Добавить в цитаты Настройки чтения

Страница 8 из 23



Оук опустил глаза, словно показывая, что не видит смысла в продолжении спора. Тогда Батшеба вновь заговорила разумно и ясно:

– Мистер Оук, вы состоятельней меня. У меня за душой ни гроша, я помогаю тетке по хозяйству, чтоб отработать свой хлеб. Притом образована я лучше и нисколечко вас не люблю. Вот как выглядит дело с моей стороны. Теперь поглядим с вашей. Вы сделались фермером совсем недавно. Жениться вам если и следует, то, конечно, не сейчас, а позднее.
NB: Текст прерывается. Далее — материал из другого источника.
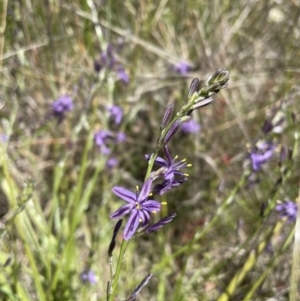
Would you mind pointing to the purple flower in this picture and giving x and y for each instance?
(101, 138)
(122, 75)
(4, 138)
(261, 155)
(287, 209)
(111, 162)
(173, 177)
(139, 208)
(61, 106)
(120, 137)
(107, 57)
(190, 127)
(172, 168)
(182, 68)
(88, 276)
(116, 113)
(167, 185)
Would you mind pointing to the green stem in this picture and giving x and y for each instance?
(116, 277)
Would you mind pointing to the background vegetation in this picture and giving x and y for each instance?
(227, 241)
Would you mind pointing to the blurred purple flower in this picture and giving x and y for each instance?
(111, 162)
(261, 155)
(61, 106)
(122, 75)
(182, 68)
(287, 209)
(190, 127)
(139, 208)
(88, 276)
(120, 137)
(116, 113)
(101, 138)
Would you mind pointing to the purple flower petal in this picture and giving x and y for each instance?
(151, 206)
(125, 209)
(145, 190)
(125, 194)
(145, 217)
(132, 225)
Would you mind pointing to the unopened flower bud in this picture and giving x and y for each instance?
(194, 87)
(167, 116)
(172, 131)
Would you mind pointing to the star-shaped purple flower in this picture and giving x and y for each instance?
(139, 208)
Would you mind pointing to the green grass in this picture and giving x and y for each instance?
(56, 187)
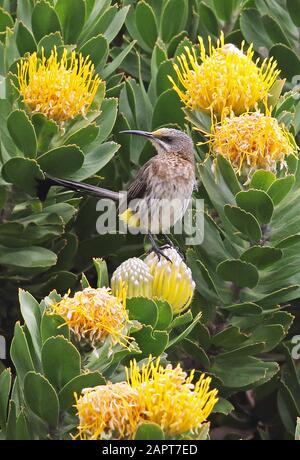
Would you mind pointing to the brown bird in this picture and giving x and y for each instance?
(159, 194)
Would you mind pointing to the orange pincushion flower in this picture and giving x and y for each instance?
(58, 88)
(224, 80)
(252, 140)
(94, 314)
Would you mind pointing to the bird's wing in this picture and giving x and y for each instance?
(139, 185)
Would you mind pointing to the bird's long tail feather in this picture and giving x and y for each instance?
(43, 187)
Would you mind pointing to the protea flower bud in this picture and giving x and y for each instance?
(172, 281)
(135, 276)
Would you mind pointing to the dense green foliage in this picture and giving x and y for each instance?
(247, 268)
Здравый смысл велит вам подыскать жену со средствами, которые позволят расширить ферму.

Габриэль взглянул на Батшебу с малой долей удивления и большой долею восхищения.

– Я и сам об этом думал, – наивно признался он.

Добиться успеха с Батшебою ему мешали полторы христианские добродетели: смирение (это одна добродетель) и честность, которую следовало бы убавить ровно вполовину, ибо теперь она привела девушку в полнейшее замешательство.

– Тогда чего же вам вздумалось меня понапрасну тревожить? – спросила она, если не злясь, то вполне себе раздражаясь: красные пятнышки, вспыхнувшие на ее щеках, становились все больше.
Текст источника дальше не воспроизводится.